Out of the nine NCAA qualifiers, only Erekson placed higher than he was forecast to be, and he took fourth as the seventh-seeded heavyweight.
Seniors Charlie Falck and Alex Tsirtsis lost out in the second day of competition, as did junior Jay Borschel — an All-American a year ago for the Hawkeyes at 174.
Fourth-seeded Daniel Dennis ultimately ended his junior season on a 9-8 loss to Boise State’s No. 5 seed Andrew Hochstrasser in the 133-pound quarterfinals. Yes, he finished seventh technically on a win, but I doubt Dennis will remember his last bout as being a default.

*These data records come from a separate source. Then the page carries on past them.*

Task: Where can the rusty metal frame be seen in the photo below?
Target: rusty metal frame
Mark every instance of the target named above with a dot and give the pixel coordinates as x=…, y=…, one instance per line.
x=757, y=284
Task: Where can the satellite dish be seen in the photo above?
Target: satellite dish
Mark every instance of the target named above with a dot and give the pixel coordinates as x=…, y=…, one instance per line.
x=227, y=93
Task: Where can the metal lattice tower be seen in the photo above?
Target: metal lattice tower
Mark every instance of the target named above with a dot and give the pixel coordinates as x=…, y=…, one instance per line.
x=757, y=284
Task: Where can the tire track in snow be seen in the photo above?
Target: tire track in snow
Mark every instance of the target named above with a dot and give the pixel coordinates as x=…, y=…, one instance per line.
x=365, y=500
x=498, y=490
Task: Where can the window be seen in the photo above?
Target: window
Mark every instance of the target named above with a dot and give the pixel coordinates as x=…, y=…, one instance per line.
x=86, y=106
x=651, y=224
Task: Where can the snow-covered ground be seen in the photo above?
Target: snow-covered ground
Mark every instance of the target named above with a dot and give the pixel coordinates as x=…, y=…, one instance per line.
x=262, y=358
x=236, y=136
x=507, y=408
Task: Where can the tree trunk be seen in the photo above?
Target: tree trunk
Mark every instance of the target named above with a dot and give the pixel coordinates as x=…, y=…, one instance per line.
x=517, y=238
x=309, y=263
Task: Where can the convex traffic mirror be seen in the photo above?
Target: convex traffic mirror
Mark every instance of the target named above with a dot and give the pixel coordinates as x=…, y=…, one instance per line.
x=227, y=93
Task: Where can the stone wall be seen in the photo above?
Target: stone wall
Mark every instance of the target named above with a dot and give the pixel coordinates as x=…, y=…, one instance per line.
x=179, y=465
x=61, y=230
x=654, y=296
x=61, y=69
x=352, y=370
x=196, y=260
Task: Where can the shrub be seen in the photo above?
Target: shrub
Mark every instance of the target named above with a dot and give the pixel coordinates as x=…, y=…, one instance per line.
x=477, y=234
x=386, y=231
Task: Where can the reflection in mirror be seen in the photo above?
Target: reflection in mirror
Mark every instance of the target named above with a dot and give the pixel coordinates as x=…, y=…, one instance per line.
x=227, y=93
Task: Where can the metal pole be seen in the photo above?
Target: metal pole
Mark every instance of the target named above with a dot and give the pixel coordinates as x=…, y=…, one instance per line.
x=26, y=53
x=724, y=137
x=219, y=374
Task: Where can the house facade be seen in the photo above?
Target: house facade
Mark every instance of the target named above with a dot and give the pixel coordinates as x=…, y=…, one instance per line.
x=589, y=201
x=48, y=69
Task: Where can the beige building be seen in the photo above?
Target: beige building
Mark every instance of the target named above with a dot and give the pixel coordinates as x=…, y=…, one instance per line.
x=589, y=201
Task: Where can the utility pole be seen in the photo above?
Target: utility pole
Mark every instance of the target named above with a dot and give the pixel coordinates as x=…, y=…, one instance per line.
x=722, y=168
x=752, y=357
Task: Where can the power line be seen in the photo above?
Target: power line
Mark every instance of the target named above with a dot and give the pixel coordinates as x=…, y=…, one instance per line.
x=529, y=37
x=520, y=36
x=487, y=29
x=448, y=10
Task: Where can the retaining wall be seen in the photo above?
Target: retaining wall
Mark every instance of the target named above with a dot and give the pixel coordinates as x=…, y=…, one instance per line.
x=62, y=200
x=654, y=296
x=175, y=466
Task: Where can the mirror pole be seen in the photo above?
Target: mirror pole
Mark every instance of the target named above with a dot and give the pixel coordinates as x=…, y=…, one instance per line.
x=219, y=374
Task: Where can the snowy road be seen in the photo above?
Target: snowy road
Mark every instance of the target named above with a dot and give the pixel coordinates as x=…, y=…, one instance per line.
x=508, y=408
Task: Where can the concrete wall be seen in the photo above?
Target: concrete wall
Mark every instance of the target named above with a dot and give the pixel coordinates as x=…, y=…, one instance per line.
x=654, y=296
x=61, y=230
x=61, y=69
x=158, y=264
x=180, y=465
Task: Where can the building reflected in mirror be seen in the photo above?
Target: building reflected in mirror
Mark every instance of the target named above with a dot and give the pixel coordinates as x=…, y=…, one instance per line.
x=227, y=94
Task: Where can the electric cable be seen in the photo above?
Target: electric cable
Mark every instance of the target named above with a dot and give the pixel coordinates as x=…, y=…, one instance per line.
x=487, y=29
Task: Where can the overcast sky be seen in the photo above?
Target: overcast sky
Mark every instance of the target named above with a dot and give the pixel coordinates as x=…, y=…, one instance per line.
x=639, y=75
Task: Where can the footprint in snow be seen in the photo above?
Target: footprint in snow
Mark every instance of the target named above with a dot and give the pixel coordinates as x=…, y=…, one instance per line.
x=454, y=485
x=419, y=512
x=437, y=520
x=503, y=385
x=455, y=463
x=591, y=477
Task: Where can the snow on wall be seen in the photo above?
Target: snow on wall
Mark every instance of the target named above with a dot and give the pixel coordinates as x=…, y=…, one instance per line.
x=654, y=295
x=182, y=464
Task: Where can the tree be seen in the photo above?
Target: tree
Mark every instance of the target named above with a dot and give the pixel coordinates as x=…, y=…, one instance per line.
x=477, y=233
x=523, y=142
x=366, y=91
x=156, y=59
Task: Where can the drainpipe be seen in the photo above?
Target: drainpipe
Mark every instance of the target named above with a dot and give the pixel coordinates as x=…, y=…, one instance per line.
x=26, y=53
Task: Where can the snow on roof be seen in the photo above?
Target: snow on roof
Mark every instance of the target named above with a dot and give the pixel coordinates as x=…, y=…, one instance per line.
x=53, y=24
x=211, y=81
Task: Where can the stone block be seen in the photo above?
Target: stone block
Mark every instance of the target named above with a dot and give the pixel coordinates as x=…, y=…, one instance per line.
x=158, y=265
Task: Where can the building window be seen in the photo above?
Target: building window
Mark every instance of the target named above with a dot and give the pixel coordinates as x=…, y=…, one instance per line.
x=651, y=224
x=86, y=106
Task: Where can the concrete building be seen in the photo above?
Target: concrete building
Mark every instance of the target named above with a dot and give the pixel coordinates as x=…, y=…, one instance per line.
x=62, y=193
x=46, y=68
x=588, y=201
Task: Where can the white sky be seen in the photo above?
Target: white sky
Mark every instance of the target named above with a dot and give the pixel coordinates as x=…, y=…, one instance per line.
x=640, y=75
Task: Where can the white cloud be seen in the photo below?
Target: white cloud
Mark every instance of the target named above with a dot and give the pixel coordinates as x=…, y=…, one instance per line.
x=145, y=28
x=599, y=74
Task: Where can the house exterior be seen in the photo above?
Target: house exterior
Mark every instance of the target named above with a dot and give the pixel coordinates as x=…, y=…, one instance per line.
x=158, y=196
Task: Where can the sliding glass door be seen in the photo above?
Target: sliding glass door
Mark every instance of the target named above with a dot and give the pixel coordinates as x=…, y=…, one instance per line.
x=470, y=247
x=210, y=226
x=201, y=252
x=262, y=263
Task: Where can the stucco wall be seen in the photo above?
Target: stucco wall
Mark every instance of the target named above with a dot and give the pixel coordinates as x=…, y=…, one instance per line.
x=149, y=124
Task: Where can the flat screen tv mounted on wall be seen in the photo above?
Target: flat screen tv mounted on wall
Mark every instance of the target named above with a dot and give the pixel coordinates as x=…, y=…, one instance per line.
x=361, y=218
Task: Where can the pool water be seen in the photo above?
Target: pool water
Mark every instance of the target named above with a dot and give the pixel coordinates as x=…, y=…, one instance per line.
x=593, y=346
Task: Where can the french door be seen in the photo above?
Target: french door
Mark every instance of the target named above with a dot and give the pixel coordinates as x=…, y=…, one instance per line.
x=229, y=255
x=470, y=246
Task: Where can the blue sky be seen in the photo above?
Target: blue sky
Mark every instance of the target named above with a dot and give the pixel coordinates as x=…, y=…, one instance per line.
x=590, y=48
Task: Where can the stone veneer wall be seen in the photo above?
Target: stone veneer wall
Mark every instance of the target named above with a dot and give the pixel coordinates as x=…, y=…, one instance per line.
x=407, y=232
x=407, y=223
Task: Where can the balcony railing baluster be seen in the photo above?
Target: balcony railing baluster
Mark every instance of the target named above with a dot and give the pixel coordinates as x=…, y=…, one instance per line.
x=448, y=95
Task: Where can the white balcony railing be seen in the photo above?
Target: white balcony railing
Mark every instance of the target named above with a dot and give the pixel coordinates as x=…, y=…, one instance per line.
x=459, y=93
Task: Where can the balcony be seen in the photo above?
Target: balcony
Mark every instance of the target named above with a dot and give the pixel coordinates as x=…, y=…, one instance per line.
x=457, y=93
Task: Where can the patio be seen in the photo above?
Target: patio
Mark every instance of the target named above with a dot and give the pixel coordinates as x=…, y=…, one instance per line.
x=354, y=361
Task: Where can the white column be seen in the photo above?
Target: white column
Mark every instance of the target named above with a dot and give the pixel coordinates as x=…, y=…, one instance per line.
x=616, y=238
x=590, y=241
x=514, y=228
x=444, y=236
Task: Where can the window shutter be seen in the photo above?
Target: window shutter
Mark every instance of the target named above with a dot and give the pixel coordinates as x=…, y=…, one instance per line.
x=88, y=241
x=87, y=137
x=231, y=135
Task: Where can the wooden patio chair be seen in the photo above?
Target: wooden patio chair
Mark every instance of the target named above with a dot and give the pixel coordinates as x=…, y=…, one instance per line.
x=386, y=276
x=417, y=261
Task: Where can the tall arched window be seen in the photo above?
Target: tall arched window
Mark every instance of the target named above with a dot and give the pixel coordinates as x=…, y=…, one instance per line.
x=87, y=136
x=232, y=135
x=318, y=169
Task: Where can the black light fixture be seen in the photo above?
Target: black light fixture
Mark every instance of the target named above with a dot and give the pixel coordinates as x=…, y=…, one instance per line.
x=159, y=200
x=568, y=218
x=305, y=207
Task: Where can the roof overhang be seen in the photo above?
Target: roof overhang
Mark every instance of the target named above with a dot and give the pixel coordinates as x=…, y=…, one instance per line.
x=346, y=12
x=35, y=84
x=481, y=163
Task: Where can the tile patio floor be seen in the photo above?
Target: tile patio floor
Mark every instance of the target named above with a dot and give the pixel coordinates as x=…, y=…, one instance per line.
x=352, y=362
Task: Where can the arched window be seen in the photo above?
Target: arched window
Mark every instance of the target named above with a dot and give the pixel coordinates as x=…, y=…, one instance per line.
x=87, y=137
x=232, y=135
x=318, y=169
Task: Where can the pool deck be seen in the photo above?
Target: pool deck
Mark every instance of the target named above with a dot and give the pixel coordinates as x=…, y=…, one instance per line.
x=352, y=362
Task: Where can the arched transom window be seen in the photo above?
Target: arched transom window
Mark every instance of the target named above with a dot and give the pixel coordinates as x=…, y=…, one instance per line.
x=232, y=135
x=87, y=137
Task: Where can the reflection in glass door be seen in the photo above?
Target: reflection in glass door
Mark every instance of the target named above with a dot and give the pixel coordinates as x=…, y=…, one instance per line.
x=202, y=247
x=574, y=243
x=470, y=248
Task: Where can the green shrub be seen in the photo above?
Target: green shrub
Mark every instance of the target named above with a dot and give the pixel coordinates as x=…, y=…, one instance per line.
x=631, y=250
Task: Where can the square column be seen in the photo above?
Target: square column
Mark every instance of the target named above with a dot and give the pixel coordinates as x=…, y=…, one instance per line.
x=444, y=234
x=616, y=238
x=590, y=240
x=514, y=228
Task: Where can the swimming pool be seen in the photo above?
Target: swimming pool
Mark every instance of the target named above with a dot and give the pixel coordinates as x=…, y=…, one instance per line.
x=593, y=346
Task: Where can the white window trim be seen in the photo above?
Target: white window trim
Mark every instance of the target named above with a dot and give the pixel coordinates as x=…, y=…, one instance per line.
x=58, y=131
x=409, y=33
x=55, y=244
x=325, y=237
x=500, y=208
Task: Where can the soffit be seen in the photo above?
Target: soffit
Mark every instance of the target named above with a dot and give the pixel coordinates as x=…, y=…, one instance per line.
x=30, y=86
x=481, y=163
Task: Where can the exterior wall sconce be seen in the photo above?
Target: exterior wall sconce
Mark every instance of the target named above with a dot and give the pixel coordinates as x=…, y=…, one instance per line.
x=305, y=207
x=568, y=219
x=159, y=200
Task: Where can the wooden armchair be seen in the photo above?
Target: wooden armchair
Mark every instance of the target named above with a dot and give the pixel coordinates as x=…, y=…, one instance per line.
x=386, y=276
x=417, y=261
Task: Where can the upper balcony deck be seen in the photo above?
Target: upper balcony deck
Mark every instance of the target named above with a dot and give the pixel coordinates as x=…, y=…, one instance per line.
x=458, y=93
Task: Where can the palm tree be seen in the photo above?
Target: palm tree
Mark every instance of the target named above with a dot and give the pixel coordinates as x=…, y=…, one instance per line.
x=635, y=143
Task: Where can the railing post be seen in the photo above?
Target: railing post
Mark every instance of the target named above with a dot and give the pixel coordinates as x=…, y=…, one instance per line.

I will stick up for Brent Metcalf, though. He deserves to be lionized for what he did — or intentionally did not do — to Darrion Caldwell at the end of that finals match because I absolutely have zero tolerance for showboats.
Caldwell is like a younger, more immature East-Coast version of Floyd Mayweather Jr.
His backflip in the final seconds wasn’t an irrepressible burst of emotion. It was an arrogant and childish display from someone who really wouldn’t of had any business being in the championship round if Penn State junior Bubba Jenkins wouldn’t have disgracefully given in so early in the tournament.
Millions of Americans watching ESPN’s live coverage of the NCAA finals (and the more than 10,000 anti-Iowa fans sitting inside the Scottrade Center) may now think of Metcalf as a poor sport. But my view of him has never been higher.
Metcalf was classlessly taunted on stage and mercilessly booed on his way off on March 21, walking right into the northwest corner tunnel where every Illinois, Oklahoma State, and Nebraska fan let him hear their displeasure.
But he didn’t lower his head or divert his eyes from the hatred. Instead, Metcalf kept his chin pointing skyward as he wore a granite-chisled mask.
He held the expression until he got to the only part of the arena where cameras were prohibited. Then, he broke down.
And it hit me: Everything he had spent all year building — the undefeated record, the 69-match winning streak, possibly capturing a second-straight Dan Hodge trophy, and the aspirations of being a three-time NCAA champion after losing a year of eligibility on a bogus ruling by Virginia Tech — it was all gone at the end of a regrettable seven minutes.
Maybe it’s just me being a college student idolizing an elite collegiate student-athlete from his beloved school, but I can’t help but weep for Metcalf.